Shrink to Grow, or Focus on Cost of Sales?
Interesting article from John Gannon, covering a talk by Joe Liemandt, CEO of Trilogy. The conference was dedicated to low-touch sales models, and featured Joe as someone who could share his experiences in converting companies to this approach.
First John catches us up on what Trilogy is up to:
Every presentation and panel at the conference was great, although the most engaging one was from Joe Liemandt, the CEO and founder of Trilogy. I remembered Trilogy from the late 90’s, when they were running splashy recruiting events at my alma mater. Over time they have morphed into a holding company that buys struggling software companies for pennies on the dollar, restructures them, and then turns them profitable.
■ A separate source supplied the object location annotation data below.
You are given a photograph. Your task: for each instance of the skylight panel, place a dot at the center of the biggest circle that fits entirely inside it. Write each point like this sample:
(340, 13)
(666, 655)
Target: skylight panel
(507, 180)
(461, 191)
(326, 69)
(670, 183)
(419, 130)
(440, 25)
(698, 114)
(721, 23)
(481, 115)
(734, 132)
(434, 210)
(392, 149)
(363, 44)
In his talk “Shrink Before You Grow,” Joe made many great observations and suggestions which came from his experience purchasing and restructuring these companies – and advice which I think is also applicable to software startups.
So what was Joe’s advice?
- If the direct sales force isn’t selling deals for more than $100k on average he cuts them loose. When he acquires companies he typically fires the whole field sales force and moves to inside sales models instead. A team may be retained to chase the big deals.
- Focus on attach rate and install base more than price. Retention is more important than the specific price.
Rather than rely on specific rules, I think you can boil this down to a couple of basic points:
- keep your cost of sale low relative to the dollar value of the sale
- customer retention may be the most important metric you have as to the health of your business.
If you focus on those two things you can have a healthy business. But for many businesses, once you start shrinking, culturally it is hard to turn the corner and start growing again.